Dendi mengatakan, bakal calon kepala desa wajib memenuhi sejumlah persyaratan umum, antara lain berkelakuan baik, bebas narkoba, berpendidikan minimal SMP atau sederajat dan berusia sekurang-kurangnya 25 tahun.
Bagi kepala desa petahana, terdapat ketentuan khusus terkait batas masa jabatan. Adapun perangkat desa yang mencalonkan diri wajib mengajukan cuti dan harus mengundurkan diri apabila telah ditetapkan sebagai calon kepala desa.
Ketentuan serupa berlaku bagi anggota Badan Permusyawaratan Desa (BPD). Sementara PNS tetap dapat mencalonkan diri dengan mekanisme cuti di luar tanggungan negara.
Jika terpilih sebagai kepala desa, status kepegawaian PNS tetap melekat. Namun, tunjangan dan tunjangan kinerja tidak diberikan selama yang bersangkutan menjalankan jabatan kepala desa sesuai ketentuan yang berlaku.
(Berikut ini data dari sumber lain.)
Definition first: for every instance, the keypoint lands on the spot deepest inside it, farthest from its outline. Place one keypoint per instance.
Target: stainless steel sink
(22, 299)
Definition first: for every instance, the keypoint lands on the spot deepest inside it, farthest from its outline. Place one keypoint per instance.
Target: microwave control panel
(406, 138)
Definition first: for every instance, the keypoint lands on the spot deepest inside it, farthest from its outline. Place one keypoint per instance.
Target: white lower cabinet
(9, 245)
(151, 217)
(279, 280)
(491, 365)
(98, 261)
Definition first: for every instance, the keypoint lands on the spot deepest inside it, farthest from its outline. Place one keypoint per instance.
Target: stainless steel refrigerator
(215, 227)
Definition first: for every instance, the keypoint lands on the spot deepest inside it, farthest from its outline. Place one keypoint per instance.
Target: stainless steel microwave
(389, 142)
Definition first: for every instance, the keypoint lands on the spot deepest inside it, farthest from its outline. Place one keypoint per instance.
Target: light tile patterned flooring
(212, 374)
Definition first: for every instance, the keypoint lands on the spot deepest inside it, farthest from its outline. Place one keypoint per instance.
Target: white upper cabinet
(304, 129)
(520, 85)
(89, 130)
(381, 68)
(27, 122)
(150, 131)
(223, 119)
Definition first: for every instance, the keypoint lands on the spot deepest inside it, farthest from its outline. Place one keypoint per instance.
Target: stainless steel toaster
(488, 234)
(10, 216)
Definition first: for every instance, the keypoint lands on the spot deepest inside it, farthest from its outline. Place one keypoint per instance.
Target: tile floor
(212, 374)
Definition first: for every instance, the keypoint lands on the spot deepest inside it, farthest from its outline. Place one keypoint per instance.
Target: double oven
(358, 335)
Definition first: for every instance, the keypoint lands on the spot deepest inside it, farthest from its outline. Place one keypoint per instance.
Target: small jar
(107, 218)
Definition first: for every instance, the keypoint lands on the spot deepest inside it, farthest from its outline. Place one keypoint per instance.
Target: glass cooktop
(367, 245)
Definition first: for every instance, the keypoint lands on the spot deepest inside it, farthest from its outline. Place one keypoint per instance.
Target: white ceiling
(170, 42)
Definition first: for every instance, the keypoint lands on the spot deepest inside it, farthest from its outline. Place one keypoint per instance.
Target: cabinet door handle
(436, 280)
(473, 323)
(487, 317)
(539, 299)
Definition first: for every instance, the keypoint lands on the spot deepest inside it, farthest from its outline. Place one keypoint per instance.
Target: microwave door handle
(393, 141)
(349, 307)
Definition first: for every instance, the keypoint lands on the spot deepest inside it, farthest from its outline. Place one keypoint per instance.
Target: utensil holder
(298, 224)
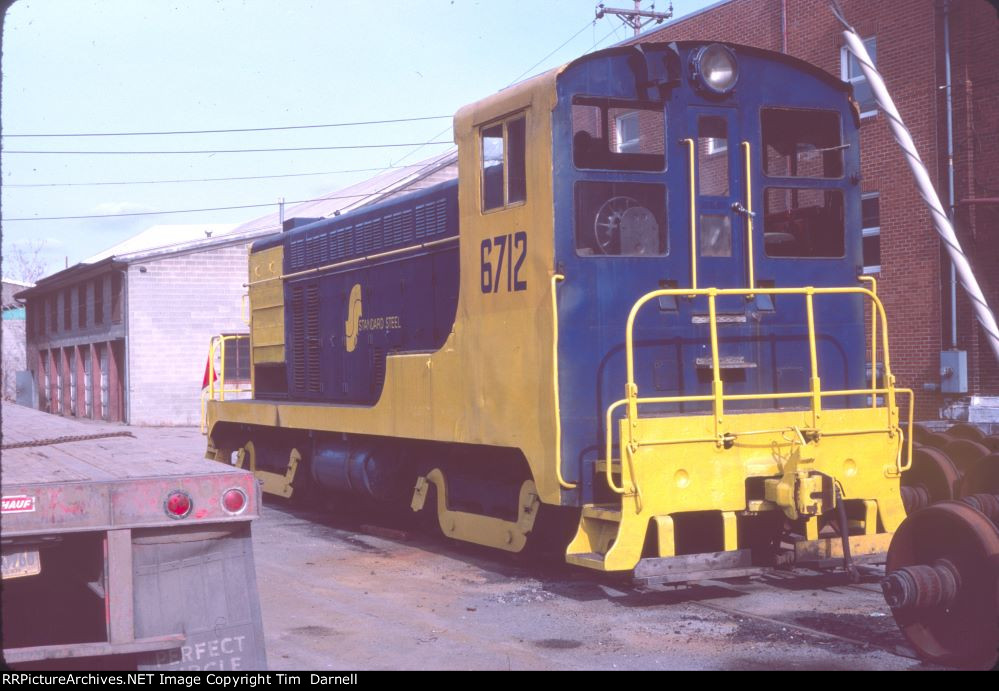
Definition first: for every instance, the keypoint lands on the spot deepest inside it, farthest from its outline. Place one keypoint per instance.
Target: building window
(67, 310)
(116, 297)
(870, 211)
(628, 135)
(81, 306)
(504, 167)
(99, 301)
(850, 72)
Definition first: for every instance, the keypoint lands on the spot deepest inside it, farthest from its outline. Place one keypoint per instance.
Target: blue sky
(157, 65)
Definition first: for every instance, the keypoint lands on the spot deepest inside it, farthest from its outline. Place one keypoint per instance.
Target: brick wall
(914, 280)
(174, 307)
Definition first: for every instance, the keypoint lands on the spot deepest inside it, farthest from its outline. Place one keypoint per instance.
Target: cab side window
(504, 164)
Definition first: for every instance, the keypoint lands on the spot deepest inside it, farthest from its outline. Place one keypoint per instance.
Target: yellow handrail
(558, 413)
(874, 338)
(692, 160)
(718, 396)
(749, 217)
(209, 392)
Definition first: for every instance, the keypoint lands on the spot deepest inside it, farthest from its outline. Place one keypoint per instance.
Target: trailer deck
(119, 549)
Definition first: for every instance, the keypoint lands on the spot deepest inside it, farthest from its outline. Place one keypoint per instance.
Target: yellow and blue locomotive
(638, 303)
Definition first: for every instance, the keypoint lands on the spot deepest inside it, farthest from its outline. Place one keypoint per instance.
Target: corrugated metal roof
(163, 237)
(391, 182)
(168, 239)
(10, 287)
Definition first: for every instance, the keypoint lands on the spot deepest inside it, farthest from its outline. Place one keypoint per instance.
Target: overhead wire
(182, 180)
(225, 151)
(225, 131)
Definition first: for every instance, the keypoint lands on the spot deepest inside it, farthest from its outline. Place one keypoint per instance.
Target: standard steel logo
(21, 503)
(354, 311)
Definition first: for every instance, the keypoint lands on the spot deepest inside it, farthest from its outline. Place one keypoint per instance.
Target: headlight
(714, 68)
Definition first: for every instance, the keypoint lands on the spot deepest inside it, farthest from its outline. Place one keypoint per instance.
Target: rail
(209, 390)
(718, 397)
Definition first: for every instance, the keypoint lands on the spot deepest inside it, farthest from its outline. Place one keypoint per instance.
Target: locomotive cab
(639, 301)
(705, 223)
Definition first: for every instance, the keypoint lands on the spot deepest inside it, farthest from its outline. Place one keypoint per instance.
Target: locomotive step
(604, 512)
(590, 560)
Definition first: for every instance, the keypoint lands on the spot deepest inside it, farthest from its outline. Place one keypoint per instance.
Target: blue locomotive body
(675, 223)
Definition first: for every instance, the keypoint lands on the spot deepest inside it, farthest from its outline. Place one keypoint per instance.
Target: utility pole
(636, 18)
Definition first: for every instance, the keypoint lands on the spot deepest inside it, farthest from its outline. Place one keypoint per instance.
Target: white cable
(940, 220)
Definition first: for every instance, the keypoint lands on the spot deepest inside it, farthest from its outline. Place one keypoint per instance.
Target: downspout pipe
(941, 221)
(950, 168)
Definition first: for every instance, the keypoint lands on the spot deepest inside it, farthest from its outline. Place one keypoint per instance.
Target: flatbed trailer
(122, 554)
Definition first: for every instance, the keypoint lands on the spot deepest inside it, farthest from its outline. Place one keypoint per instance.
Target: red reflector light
(178, 504)
(234, 500)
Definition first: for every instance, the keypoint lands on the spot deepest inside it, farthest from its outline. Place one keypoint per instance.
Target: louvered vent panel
(312, 342)
(420, 228)
(440, 216)
(298, 366)
(297, 258)
(377, 369)
(407, 236)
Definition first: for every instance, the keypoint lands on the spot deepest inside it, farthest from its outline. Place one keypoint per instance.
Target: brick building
(124, 336)
(910, 41)
(12, 338)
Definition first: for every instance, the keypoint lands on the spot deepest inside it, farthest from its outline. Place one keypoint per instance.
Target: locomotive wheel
(986, 503)
(983, 478)
(964, 430)
(932, 478)
(965, 454)
(942, 576)
(937, 440)
(919, 433)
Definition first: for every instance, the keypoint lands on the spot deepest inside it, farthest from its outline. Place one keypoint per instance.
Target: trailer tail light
(234, 500)
(178, 504)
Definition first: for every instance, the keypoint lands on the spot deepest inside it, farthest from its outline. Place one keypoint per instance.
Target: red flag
(210, 375)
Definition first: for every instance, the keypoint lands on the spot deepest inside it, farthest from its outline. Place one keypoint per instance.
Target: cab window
(803, 222)
(802, 143)
(504, 164)
(617, 135)
(622, 219)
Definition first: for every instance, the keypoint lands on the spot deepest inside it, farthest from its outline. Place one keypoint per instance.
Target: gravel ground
(342, 592)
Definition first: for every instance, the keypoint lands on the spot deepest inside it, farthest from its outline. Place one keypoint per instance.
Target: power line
(223, 131)
(179, 211)
(224, 151)
(528, 70)
(163, 182)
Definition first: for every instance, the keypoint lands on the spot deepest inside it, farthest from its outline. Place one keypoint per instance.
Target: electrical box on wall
(953, 371)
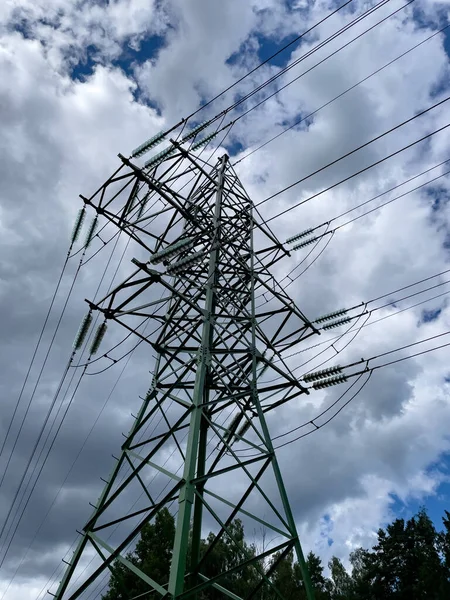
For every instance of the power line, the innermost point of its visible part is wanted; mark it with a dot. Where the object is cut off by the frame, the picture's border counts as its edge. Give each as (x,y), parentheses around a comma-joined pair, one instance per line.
(368,370)
(312,51)
(378,162)
(267,60)
(347,154)
(314,112)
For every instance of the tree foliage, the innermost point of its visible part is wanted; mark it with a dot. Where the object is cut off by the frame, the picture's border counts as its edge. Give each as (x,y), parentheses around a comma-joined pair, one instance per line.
(409,561)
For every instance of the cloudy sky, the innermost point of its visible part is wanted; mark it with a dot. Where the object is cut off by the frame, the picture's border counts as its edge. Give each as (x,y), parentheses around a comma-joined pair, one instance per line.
(84,80)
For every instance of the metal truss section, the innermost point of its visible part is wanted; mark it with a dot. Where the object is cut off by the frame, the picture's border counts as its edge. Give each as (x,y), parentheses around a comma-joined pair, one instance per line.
(200,444)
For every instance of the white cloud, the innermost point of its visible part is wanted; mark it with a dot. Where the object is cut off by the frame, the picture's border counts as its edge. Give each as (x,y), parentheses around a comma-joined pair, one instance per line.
(61,137)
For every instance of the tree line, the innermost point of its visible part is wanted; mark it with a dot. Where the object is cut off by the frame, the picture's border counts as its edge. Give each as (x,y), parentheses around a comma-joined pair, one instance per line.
(409,561)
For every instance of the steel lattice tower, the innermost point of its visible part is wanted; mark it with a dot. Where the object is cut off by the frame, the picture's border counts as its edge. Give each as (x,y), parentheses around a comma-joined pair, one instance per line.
(225,324)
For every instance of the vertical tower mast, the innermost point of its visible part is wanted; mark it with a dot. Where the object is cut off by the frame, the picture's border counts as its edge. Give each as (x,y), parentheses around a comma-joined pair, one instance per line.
(224,324)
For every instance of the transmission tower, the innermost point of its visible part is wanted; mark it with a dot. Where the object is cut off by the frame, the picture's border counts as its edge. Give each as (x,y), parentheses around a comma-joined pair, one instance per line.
(225,325)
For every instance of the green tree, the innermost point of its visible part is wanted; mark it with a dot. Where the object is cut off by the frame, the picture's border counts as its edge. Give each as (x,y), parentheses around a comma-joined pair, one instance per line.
(444,549)
(152,555)
(341,587)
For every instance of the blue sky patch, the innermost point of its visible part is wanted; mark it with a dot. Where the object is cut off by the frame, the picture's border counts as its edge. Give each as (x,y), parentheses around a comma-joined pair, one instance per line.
(430,315)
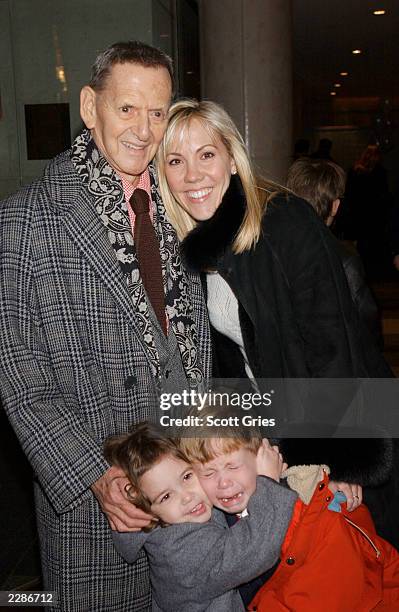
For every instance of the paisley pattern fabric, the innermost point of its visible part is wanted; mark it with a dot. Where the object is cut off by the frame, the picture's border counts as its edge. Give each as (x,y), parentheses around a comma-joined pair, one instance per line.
(106,189)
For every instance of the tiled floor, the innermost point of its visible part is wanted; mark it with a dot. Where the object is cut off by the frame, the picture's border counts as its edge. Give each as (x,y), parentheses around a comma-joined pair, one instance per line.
(19,559)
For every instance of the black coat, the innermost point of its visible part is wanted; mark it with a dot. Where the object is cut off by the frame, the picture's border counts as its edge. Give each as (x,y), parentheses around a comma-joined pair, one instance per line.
(296,313)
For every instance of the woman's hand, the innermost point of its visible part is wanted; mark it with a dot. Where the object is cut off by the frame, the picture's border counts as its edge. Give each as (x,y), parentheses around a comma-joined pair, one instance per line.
(352,492)
(270,461)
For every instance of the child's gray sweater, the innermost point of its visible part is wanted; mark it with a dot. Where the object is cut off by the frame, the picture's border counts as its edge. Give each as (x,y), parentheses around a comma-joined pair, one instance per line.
(197,567)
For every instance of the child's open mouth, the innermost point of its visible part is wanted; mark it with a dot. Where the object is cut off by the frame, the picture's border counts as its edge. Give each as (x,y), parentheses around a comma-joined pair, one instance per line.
(198,509)
(230,501)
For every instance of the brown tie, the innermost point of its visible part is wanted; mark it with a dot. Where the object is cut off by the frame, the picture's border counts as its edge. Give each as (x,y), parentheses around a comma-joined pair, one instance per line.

Dari sisi pembiayaan, digitalisasi Pilkades diperkirakan mampu menghemat anggaran sekitar 15 hingga 20 persen dibandingkan mekanisme pemungutan suara konvensional.
Dendi menyebut anggaran operasional panitia desa ditetapkan sebesar Rp30 juta untuk masing-masing desa. Sementara kebutuhan peralatan dan kesekretariatan dialokasikan melalui DPMD.
“Dengan anggaran konvensional sebelumnya kita hanya mampu meng-cover 30 desa. Dengan sistem digital kita bisa meng-cover 47 desa dengan jumlah pemilih sekitar 190.000 sampai 200.000 orang,” ungkapnya.